Traveling, the Self, and Life Forces
Still processing too much within, in South Africa.
Listening to: https://open.spotify.com/track/2hQuLyKl9kw15xW2cMeEhO

I’ve been reading stories from Migrations, and ruminating over the work and teachings of Thich Nhat Hanh as I craft this fluid, evolving self of mine. As someone with a bad habit of pouring into others despite herself, I’ve figured at the very least, such a pain had some greater purpose. But in reconciling self vs. selfless tendencies, one of Thich Nhat Hanh’s elementary teachings has given me pause for a while now, in considering how I may best communicate and build with others.
“To love without knowing how to love wounds the person we love. To know how to love someone, we have to understand them. To understand, we need to listen.”
I’ve moved through several transform-instigators over the past few years, and the learnings from a most painful and personal of them re-emerged for me last night in an unexpected social situation.
In an evening of heavy drinking and debauchery at the backpacking lodge I stay in, a fellow traveler told me one of the tipsier young women there was trying to sleep with him, but he really wasn’t keen on it and feared refusing her advances. I hadn’t seen them interact earlier in the evening (or ever before, for that matter), but sure enough not 30 minutes later she planted herself next to him, and in an exchange I likely would not have questioned had it not been for our recent conversation, they began to kiss.
How often do young adults, teenagers, even children experience this kind of encounter?
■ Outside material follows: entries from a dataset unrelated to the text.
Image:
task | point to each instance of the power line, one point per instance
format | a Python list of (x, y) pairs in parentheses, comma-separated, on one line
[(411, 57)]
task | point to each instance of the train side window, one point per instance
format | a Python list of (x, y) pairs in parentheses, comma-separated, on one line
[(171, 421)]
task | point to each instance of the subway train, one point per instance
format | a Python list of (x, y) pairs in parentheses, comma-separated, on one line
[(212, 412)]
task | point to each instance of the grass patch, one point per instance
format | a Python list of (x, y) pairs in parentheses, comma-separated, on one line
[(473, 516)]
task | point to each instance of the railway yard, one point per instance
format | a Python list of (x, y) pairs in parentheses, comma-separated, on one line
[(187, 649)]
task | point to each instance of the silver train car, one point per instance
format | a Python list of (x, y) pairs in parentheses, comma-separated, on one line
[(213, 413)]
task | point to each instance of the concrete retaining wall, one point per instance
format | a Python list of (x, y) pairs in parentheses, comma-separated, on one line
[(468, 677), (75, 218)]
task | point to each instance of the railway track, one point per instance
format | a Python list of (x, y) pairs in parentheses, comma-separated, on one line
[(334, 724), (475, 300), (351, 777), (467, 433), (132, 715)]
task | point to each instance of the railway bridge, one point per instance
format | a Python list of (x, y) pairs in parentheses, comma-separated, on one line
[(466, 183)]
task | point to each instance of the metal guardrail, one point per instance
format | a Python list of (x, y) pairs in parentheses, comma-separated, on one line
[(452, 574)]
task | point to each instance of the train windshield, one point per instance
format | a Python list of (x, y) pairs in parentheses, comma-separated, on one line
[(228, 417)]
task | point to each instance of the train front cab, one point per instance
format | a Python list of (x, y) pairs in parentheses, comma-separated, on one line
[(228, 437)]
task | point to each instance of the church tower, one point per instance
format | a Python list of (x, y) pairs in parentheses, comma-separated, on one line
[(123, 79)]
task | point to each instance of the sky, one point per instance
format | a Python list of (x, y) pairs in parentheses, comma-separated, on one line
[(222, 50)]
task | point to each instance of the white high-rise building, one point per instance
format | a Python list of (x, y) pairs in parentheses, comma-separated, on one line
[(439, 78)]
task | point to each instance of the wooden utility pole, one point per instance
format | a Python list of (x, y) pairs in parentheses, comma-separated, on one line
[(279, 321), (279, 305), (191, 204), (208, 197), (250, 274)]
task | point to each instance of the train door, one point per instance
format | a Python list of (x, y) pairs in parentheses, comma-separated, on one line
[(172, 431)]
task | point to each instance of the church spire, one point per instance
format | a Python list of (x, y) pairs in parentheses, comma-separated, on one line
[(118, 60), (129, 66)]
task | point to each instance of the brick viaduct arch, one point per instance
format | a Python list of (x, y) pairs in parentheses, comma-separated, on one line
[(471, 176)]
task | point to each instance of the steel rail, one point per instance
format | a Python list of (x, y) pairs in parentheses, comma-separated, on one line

How many times have I unknowingly enacted this pervasive brand of non-consensual exchange? How ingrained is it within us that our bodies are primarily for the physical pleasure of others — that when regularly objectified humans have desires of their own, that of course the ‘dominant’ partner is interested; for he is always interested. For this is how he discerns how I am of value to him. Yet my own discernment, that I do want, is not received in the manner I am used to being met with, as a receptacle for desire. I can’t see my power, I can’t see my impact, and I am enacting violence.
It has shaken and deeply troubled me to acknowledge my own complicity in such destructive manifestations of ‘love’ — desire, really, for despite the softest intentions, a true life force of love does not enact this kind of dehumanization; a deeply disguised, seemingly innocuous mutation of its counter-force, fear, does. I have observed these two forces as consistent undercurrent of human behavior on varying levels, and I have observed increasingly complex, deceptive, painful manifestations of fear emerge without being recognized for their true nature. They show up as hatred and dehumanization: as white nationalism/Neo-nazism, as rape culture, as the enforcement of rules without consideration of their human value and contextual existence, as the valuing of harmful traditions in the name of love of our predecessors and families. And fear will leverage all of its aligned manifestations, also buried and disguised, to hold firm to power and control, pulling us in along with them with a kind of magnetism we mistake for love: loyalty at all costs, even gratitude for the life that gave you what you have. This is not the nature of the life force of love.
This. is. not. love. And it is not me.
It is my living intention to ride the undercurrent of love with ever-increasing frequency, recognizing that the existence and movements of both forces are omnipresent and flowing through our experiences as human beings.